Côté PS, même pas 100 000 adhérents à jour de cotisation, c'est hors de ses frontières et a fortiori de son influence que des mouvements voient le jour : le plus intéressant, le plus libre mais aussi le dernier né étant Nuit debout (lire pages 16-17). Dans le même temps, la Belle alliance populaire (BAP) lancée cette semaine par Cambadélis apparaît comme un insignifiant ravalement de façade en urgence, loin du large rassemblement à gauche que seule une primaire permettrait ou du «dépassement» que chacun a à la bouche. Même l'opération En Marche ! lancée par Macron, critiquable par bien des aspects - et qui passe cette semaine par la une de Match et la publication tellement banale de moult clichés privés du ministre et de sa femme - réussit à faire plus moderne.

De l’autre côté de l’échiquier, à LR, où on affiche tout de même plus de 230 000 adhérents à jour au 31 décembre 2015, la logique de la primaire a tendance à atomiser une droite plus habituée à une stricte culture du chef. Chaque candidat s’organise dans son coin, à son compte. Dès lors, le parti n’est plus l’acteur majeur, même si Nicolas Sarkozy cherche à se servir de sa position institutionnelle pour asseoir enfin, mais surtout en vain, son leadership face au «candidat des sondages», Alain Juppé.

Comme l'a souligné le chroniqueur de Slate Philippe Guibert, ancien patron du Service d'information du gouvernement (SIG), ce phénomène témoigne d'une ligne de fracture beaucoup plus profonde.
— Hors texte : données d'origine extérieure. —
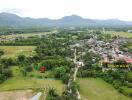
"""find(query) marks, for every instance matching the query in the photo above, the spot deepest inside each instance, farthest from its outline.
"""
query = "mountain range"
(13, 20)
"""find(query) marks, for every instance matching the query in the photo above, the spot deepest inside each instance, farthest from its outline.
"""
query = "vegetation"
(96, 88)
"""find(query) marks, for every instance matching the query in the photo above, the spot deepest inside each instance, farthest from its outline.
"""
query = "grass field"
(97, 89)
(13, 51)
(18, 82)
(122, 34)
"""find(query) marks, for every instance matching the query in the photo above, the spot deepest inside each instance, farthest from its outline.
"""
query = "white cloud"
(95, 9)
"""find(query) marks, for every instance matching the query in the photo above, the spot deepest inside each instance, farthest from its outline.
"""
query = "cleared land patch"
(122, 34)
(97, 89)
(13, 51)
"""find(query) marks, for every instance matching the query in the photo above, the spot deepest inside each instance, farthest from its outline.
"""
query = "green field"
(97, 89)
(14, 51)
(122, 34)
(18, 82)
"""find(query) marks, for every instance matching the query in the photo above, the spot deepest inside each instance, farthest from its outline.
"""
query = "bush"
(28, 68)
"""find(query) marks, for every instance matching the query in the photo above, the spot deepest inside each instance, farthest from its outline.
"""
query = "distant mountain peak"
(8, 19)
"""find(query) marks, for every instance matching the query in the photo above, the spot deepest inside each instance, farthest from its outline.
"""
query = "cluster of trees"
(5, 71)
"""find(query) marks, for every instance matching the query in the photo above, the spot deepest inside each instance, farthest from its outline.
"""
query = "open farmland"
(122, 34)
(97, 89)
(18, 82)
(14, 51)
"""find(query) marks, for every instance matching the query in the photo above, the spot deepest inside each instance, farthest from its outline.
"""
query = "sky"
(55, 9)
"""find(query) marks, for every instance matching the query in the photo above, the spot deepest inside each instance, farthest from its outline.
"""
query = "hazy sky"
(54, 9)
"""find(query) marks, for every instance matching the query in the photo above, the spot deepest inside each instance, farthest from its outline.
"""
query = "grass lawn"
(18, 82)
(97, 89)
(13, 51)
(122, 34)
(24, 83)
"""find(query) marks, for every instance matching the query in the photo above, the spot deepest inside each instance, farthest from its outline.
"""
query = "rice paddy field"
(14, 51)
(18, 82)
(122, 34)
(97, 89)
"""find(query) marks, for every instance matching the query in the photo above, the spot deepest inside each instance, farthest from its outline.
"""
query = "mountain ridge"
(13, 20)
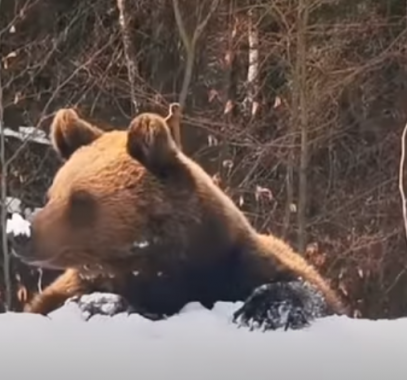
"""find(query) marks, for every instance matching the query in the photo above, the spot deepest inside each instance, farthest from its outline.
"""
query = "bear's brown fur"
(128, 212)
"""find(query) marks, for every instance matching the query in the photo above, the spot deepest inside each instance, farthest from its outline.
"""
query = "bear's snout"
(19, 235)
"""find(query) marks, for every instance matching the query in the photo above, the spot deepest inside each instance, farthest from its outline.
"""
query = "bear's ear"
(69, 132)
(149, 141)
(173, 120)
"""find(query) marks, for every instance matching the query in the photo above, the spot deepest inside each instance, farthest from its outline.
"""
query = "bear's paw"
(288, 305)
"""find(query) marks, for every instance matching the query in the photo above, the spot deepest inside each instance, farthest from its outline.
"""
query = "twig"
(6, 257)
(190, 45)
(401, 178)
(129, 52)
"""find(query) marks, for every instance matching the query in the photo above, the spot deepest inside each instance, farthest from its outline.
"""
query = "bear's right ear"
(149, 141)
(69, 132)
(173, 120)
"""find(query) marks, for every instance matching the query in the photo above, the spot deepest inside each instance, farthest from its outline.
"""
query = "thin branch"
(301, 74)
(124, 7)
(6, 257)
(401, 178)
(190, 44)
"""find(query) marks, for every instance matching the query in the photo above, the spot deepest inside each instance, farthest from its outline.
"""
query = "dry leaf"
(263, 192)
(228, 107)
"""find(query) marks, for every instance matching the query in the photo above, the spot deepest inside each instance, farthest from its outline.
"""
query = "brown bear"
(129, 213)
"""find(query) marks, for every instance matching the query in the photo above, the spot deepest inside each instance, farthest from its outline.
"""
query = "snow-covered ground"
(197, 344)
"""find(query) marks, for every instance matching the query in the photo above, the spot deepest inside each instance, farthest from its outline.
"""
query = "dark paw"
(100, 304)
(288, 305)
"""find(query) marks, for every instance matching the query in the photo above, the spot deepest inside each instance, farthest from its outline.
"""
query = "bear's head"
(118, 195)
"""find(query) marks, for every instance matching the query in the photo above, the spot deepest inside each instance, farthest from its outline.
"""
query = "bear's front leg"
(287, 305)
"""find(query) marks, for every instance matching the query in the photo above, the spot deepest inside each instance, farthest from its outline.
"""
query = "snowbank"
(197, 344)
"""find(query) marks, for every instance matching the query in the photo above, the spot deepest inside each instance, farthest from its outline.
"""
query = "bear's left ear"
(69, 132)
(173, 120)
(150, 142)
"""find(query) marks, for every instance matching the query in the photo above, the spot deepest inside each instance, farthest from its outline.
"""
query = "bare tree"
(3, 174)
(301, 112)
(253, 67)
(190, 43)
(129, 51)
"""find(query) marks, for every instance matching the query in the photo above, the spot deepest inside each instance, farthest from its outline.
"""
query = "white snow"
(18, 225)
(32, 134)
(197, 344)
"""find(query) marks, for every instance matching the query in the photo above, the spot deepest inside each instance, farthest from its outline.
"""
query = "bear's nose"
(18, 232)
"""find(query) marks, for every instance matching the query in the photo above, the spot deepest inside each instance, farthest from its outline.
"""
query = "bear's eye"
(46, 198)
(82, 208)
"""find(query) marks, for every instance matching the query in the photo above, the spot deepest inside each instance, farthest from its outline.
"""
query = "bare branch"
(6, 257)
(190, 44)
(401, 178)
(301, 73)
(129, 51)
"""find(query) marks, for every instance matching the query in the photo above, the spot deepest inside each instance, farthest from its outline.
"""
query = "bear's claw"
(288, 305)
(100, 304)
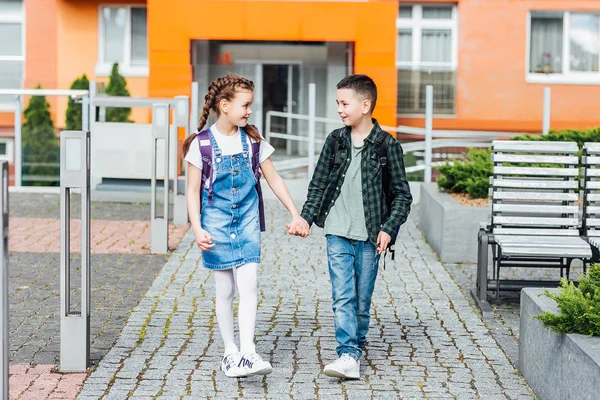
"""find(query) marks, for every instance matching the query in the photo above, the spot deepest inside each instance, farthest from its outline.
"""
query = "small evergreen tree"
(41, 150)
(73, 117)
(117, 86)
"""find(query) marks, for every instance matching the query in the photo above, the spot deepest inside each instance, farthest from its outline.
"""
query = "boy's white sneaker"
(344, 367)
(229, 365)
(252, 364)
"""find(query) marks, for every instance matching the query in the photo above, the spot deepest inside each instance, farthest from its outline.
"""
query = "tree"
(41, 150)
(73, 118)
(117, 86)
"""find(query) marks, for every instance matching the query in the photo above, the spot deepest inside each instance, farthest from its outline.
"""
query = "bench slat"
(592, 197)
(547, 252)
(534, 209)
(535, 146)
(592, 185)
(535, 196)
(534, 231)
(535, 184)
(548, 241)
(590, 160)
(592, 147)
(534, 221)
(592, 210)
(498, 170)
(534, 159)
(592, 172)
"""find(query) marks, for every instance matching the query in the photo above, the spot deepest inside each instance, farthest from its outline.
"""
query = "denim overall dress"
(231, 216)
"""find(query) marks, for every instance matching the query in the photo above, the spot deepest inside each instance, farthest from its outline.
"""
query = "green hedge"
(471, 175)
(579, 306)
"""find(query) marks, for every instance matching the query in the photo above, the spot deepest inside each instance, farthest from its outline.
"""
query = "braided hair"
(223, 88)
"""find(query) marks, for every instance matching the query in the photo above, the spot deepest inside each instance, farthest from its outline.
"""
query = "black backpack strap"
(381, 145)
(334, 158)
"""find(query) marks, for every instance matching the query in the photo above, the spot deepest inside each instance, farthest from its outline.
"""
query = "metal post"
(74, 325)
(18, 142)
(546, 117)
(181, 121)
(5, 277)
(428, 131)
(159, 226)
(312, 111)
(85, 113)
(92, 114)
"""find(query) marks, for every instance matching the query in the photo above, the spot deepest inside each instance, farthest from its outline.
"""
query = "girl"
(225, 216)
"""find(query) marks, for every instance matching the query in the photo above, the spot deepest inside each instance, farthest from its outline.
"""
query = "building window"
(12, 55)
(427, 54)
(564, 47)
(6, 149)
(123, 38)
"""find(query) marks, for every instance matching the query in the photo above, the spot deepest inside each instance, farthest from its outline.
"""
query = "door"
(280, 89)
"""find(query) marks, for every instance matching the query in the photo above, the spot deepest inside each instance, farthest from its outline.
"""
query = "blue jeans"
(353, 266)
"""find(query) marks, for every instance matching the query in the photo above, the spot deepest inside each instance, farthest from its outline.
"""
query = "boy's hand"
(383, 241)
(204, 240)
(298, 226)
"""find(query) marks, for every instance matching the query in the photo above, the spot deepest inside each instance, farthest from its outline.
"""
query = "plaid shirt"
(327, 180)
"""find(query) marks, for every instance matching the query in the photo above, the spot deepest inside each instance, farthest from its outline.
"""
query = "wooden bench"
(590, 227)
(534, 215)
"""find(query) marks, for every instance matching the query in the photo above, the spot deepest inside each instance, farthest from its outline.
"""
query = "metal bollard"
(74, 325)
(159, 226)
(5, 277)
(181, 122)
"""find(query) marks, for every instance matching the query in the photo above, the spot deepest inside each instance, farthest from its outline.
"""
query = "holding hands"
(298, 227)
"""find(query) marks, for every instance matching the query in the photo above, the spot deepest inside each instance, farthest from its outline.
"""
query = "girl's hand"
(204, 240)
(298, 226)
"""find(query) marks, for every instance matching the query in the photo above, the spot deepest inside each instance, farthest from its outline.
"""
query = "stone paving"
(426, 339)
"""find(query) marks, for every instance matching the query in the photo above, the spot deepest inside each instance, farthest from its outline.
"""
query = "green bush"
(73, 120)
(41, 151)
(579, 306)
(117, 86)
(470, 175)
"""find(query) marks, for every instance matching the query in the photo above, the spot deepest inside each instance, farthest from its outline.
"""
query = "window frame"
(103, 68)
(567, 76)
(416, 24)
(15, 18)
(10, 149)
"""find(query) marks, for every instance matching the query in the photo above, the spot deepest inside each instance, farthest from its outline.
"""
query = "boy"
(346, 198)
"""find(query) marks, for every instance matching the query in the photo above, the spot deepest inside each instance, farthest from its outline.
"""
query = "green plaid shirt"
(327, 180)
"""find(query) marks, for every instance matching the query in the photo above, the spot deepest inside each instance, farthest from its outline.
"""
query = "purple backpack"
(207, 172)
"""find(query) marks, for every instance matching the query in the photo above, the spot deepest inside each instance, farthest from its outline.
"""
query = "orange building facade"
(487, 60)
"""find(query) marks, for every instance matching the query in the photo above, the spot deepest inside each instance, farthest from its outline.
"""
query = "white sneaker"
(229, 365)
(344, 367)
(251, 364)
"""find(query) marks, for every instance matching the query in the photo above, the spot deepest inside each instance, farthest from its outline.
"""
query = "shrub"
(470, 175)
(41, 151)
(579, 306)
(73, 120)
(117, 86)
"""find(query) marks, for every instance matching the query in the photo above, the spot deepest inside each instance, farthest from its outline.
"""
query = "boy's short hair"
(361, 84)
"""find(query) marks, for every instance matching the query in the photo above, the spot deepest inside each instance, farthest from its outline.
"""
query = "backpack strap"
(257, 175)
(205, 146)
(381, 145)
(334, 158)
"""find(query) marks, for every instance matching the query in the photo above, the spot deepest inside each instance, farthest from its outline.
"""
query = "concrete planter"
(556, 366)
(451, 229)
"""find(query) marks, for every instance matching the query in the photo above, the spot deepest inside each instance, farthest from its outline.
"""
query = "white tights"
(225, 289)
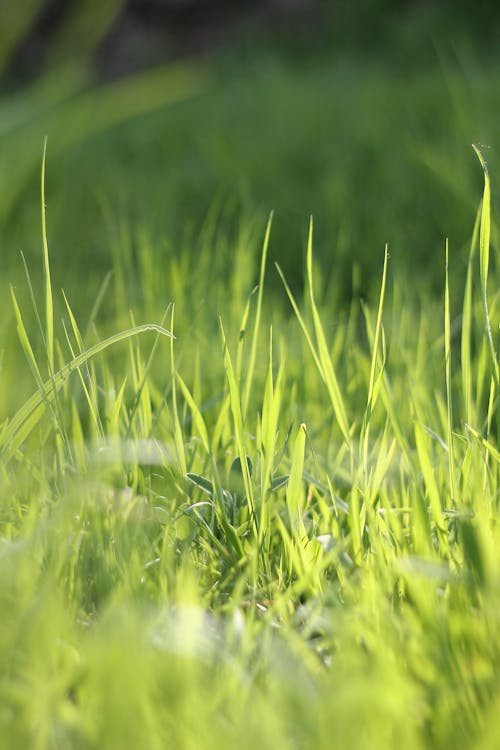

C'est la question de l'attache partisane, une valeur en baisse, élection après élection, à l'heure de la «désaffiliation générale». S'appuyant sur la dernière livraison de TNS-Sofres-OnePoint, Guibert pointe que «jamais la part d'électeurs proches du PS et des Républicains n'a été, de façon concomitante, aussi réduite ! Et ce sont les "sans préférence partisane" qui progressent, c'est-à-dire ceux qui ne se disent proches d'aucun parti, à un haut niveau, pendant que la proximité avec le FN recule depuis les régionales.» Tout sauf anodin à un an de la présidentielle.